El Evangelio de hoy (Mc 16,9-15), nos ayuda a dar testimonio de que hoy, para nosotros y para todo hombre, Jesús vive en la situación de resucitado y ya no experimenta las limitaciones de la condición humana. Hombre entre los hombres, el Nazareno, como nosotros, veía limitado su universo por sus posibilidades de contacto y de intercambio. Hoy, resucitado, se han dilatado las fronteras de su persona, aunque al inicio, fuera difícil, muy difícil creer esto aún para los más allegados a él, que eran los Once. Cristo se encuentra con todos los hombres de todos los tiempos en lo secreto de su corazón, en la fuente inexpresable de su vida. A Él, vivo y resucitado, ningún hombre ni nada humano le es ajeno. Toda empresa humana está secretamente habitada por su Espíritu, hasta el punto de que trabajar por el crecimiento de la humanidad significa, tal vez secretamente, hacer que crezca su Cuerpo. Al confesar la resurrección de Jesús damos testimonio de que todo está bajo el movimiento del Espíritu, que merece la pena intentarlo todo, ya que en todo es él quien continúa viviendo y creciendo.

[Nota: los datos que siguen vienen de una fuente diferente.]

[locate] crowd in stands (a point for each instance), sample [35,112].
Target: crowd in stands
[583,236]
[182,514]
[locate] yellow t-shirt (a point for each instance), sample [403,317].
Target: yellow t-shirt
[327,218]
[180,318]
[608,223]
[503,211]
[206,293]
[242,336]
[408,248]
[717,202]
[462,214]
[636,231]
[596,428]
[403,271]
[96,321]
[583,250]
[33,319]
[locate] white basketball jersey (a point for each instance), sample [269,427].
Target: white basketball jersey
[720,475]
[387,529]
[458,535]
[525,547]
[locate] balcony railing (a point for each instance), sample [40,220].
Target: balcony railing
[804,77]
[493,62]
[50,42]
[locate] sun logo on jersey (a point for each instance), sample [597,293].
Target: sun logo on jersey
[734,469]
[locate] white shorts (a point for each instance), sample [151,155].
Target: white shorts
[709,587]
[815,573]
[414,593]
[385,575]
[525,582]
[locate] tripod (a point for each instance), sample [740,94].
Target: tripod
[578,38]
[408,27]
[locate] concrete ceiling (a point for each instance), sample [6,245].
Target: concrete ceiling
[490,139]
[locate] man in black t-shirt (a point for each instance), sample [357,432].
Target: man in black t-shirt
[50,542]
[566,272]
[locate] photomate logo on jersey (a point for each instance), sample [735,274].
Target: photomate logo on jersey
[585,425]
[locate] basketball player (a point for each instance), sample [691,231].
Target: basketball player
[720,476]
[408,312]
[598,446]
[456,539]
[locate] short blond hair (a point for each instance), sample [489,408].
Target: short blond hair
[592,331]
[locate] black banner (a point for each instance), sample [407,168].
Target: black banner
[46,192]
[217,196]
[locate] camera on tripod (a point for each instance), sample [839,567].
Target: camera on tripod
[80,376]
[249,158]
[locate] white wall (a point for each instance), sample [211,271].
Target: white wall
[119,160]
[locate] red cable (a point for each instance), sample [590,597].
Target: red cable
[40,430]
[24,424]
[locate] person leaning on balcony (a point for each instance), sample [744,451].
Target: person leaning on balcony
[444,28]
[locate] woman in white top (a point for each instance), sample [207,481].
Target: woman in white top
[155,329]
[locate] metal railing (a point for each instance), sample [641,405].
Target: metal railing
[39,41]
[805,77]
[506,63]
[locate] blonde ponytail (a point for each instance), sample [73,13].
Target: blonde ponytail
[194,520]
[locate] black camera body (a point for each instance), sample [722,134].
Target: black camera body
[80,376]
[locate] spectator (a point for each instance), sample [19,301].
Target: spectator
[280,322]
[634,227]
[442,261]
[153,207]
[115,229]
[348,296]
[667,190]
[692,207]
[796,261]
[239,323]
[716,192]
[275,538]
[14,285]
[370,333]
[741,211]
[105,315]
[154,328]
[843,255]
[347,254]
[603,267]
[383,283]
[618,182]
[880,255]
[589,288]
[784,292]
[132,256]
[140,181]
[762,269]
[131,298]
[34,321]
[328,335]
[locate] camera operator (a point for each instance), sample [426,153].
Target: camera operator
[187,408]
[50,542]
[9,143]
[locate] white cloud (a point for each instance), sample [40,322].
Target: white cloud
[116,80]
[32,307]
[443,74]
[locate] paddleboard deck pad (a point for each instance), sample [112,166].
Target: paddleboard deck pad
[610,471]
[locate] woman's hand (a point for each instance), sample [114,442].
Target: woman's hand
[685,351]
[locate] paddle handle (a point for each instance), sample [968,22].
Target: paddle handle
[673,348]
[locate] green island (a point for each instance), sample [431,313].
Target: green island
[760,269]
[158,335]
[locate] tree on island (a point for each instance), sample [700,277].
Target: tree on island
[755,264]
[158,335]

Las ilusiones de aquellos hombres y mujeres, los primeros seguidores de Jesús, se enterraron con el Cristo en el sepulcro. Pero todo cambia radicalmente. Solamente la presencia del Señor resucitado pudo ser la causa de este milagro moral de hacer vibrar de nuevo aquellos corazones con más osadía que antes, y hacerlos capaces de dar un testimonio a favor de la realidad de un Jesús vivo, con el cual ellos han convivido después de su muerte. A ellos y a nosotros nos deja un encargo: «Vayan por todo el mundo y proclamen el Evangelio a toda la creación. El que crea y se bautice se salvará; el que no crea se condenará». Llevamos un mensaje que no nos podemos adjudicar como nuestro, que no es fruto de nuestro propio terreno, y además está siempre sostenido por la fuerza de Otro y ese Otro es el Señor que se ha querido quedar con nosotros hasta que se clausuren los tiempos y comience la eternidad. Por eso tiene que proclamar el Evangelio; no por ser el mejor o el más inteligente; sino por ser un pecador, como Magdalena, como los de Emaús, como los Once que no creían y que ha obtenido el perdón.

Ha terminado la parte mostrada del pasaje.